The good news is that if you’re smart—and yes, honest—you probably won’t be audited. Here’s a look at some of the most common audit “triggers”: the red flags that are likely to pique the taxman’s interest.
Overstating your deductions. Take legitimate writeoffs, by all means. But overdoing it could well raise the IRS’ antennae.
A common trigger is claiming luxuries as business expenses. If you claim deductions
for things like limousines, boats or extravagant travel, be prepared to back it up. And remember, very often your travel and entertainment expenses are only 50% deductible.
Crying poverty. If you claim your business hasn’t turned a profit for multiple years, or if you claim a large net loss for a certain year, it’s a red flag. Losing money for more than three out of five years suggests
your business may be more of a hobby, and thus not deduction-worthy.
Witholding payroll taxes. Suck it up and pay the taxes. The penalty for not doing so is the amount of payroll taxes you owe—and that can break your business.
Misclassifying your employees. Asserting that your employees are independent contractors—and thus that you don’t need to pay payroll taxes for them—is something that may happen quite by accident. But the IRS regards this as tax evasion, so guard against it.

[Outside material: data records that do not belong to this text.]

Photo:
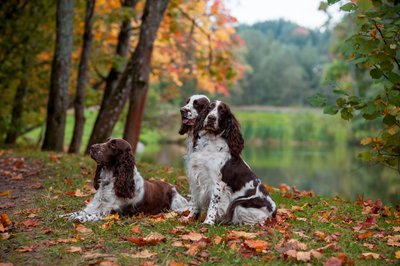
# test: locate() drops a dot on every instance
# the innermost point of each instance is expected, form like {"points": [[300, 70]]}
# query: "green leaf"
{"points": [[389, 120], [341, 101], [365, 156], [331, 2], [349, 7], [371, 116], [331, 110], [346, 113], [394, 78], [340, 92], [375, 73], [317, 100]]}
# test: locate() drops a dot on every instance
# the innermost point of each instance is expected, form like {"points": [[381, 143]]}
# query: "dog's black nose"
{"points": [[211, 118]]}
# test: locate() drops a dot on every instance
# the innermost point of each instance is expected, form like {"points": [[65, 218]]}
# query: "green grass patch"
{"points": [[327, 225], [291, 128]]}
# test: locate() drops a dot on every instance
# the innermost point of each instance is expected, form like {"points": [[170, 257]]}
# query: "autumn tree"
{"points": [[79, 102], [20, 69], [58, 97], [136, 72], [373, 52]]}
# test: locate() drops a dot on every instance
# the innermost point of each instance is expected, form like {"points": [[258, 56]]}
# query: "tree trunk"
{"points": [[58, 97], [16, 114], [79, 103], [133, 122], [136, 74]]}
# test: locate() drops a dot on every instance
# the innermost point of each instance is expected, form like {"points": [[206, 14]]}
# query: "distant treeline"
{"points": [[284, 63]]}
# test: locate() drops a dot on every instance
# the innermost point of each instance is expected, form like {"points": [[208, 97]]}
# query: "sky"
{"points": [[303, 12]]}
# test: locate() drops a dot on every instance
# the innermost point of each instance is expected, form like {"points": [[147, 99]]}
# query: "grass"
{"points": [[315, 221], [293, 127]]}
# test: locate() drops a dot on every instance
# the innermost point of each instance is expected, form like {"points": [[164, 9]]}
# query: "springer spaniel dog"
{"points": [[121, 188], [219, 178]]}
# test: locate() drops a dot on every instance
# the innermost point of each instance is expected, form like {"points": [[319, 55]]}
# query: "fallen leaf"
{"points": [[394, 241], [364, 235], [74, 249], [136, 229], [193, 236], [5, 236], [5, 221], [29, 223], [144, 254], [257, 245], [300, 208], [82, 229], [240, 234], [24, 249], [175, 263], [107, 225], [303, 256], [150, 240], [370, 255], [370, 246], [333, 261], [217, 240], [5, 193]]}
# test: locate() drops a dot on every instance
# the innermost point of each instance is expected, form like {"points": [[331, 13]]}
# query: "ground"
{"points": [[36, 187]]}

Making a lot of money. If you file a Schedule C (the self-employment return form used by sole proprietors), and your income is over $100,000, you’re a big fish—or at least a somewhat big one—and your odds of being audited increase. Obviously, you should try to make as much money as possible. Just keep good records.

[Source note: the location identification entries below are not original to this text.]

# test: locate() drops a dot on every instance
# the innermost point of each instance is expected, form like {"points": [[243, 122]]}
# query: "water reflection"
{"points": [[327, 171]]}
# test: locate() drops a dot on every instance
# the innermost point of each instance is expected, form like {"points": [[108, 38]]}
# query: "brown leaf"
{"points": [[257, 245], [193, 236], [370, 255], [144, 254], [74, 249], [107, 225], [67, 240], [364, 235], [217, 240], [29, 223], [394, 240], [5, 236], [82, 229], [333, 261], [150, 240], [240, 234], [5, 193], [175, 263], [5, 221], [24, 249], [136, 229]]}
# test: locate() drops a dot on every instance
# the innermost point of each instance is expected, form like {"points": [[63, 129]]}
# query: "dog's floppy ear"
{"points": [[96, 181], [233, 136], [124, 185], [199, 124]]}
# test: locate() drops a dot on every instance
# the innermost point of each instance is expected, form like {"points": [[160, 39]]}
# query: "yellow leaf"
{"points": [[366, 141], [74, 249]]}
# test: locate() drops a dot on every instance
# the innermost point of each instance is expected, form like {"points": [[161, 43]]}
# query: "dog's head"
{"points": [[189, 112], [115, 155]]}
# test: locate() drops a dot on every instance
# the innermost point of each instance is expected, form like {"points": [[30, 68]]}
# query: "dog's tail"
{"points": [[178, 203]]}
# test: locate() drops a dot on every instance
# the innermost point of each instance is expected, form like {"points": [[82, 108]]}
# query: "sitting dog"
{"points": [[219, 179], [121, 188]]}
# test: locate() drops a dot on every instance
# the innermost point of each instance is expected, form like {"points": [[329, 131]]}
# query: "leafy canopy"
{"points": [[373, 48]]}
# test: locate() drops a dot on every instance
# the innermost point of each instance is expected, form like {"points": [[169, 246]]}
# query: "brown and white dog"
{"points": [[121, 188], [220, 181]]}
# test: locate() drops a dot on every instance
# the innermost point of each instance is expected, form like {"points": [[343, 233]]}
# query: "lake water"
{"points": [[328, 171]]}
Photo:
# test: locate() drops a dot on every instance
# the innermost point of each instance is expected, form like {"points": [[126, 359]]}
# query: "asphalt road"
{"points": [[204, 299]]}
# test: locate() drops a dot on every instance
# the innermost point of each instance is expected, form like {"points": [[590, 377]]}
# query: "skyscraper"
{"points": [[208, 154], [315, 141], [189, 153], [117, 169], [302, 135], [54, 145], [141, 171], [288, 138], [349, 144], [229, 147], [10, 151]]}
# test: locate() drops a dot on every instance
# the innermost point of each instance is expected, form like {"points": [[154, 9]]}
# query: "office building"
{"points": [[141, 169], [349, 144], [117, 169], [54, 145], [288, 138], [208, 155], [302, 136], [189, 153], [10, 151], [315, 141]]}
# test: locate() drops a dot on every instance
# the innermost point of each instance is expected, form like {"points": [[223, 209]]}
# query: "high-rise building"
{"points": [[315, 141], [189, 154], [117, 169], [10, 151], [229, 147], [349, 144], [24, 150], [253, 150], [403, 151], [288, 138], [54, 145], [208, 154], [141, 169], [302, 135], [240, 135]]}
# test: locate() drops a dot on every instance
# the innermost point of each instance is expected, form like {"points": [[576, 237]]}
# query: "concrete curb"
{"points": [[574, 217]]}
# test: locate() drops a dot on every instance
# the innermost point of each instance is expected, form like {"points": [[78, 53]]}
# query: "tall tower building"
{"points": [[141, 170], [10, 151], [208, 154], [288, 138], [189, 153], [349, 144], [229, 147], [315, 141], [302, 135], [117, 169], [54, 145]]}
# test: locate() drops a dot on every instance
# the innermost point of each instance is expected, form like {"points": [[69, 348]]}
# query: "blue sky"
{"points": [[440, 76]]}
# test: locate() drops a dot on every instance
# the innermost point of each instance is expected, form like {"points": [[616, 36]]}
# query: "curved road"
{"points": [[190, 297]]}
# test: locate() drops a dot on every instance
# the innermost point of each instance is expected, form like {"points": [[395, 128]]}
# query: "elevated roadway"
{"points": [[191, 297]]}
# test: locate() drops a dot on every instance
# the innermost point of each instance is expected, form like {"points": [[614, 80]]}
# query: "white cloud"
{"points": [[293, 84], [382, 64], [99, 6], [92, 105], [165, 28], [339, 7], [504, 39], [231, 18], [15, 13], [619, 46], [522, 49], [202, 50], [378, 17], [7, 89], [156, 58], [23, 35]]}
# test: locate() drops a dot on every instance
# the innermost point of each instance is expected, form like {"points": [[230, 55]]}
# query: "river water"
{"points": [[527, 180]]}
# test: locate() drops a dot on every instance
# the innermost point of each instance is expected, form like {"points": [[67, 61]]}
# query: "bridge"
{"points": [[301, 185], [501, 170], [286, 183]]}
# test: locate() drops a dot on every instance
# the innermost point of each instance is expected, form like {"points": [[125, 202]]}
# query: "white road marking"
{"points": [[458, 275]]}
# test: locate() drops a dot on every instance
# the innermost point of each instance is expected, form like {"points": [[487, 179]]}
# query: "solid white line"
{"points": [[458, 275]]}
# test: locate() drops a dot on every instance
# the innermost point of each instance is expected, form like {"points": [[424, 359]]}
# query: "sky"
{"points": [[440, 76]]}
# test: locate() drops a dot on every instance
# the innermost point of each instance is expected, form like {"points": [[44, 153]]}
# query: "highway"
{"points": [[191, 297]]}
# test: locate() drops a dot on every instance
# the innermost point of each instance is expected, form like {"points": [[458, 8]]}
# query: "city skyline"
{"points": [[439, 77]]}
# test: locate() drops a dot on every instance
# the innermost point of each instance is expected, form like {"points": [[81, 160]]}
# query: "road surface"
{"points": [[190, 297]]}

Claiming a home-office deduction. This is a common red flag. If you intend to write off your home office, be prepared to prove that the office is a well-defined room or area dedicated exclusively to business.
Overpaying relatives. If your office manager spouse pulls down more than office manager salary, it’s going to look fishy. Family members should be paid the same salary as if they were non-family members
with the same experience level, doing the same job.
If You Itemize You Deduction. Claiming a large charitable deduction on Schedule A could catch the eye of the IRS. If you have cash contributions, make sure you have receipts for these. A cancelled check is not good enough anymore. Also if you make donations of household goods or clothing, make sure they are valued correctly. Fair market value is what someone is will to pay for the item, not what you originally paid.
Claiming Employee Business Expenses. If you have to use your personal vehicle or travel a lot for business you may be able to write off reimbursed expenses on Form 2106. The key is to keep very good records. Mileage logs are a must. Keep all receipts for travel expenses If you are an over the road truck driver, make sure you keep a copy of your log books.
Filing a sloppy return. Filling out a return by hand, making all your numbers extremely round, leaving boxes blank. All of it smells fishy to IRS examiners.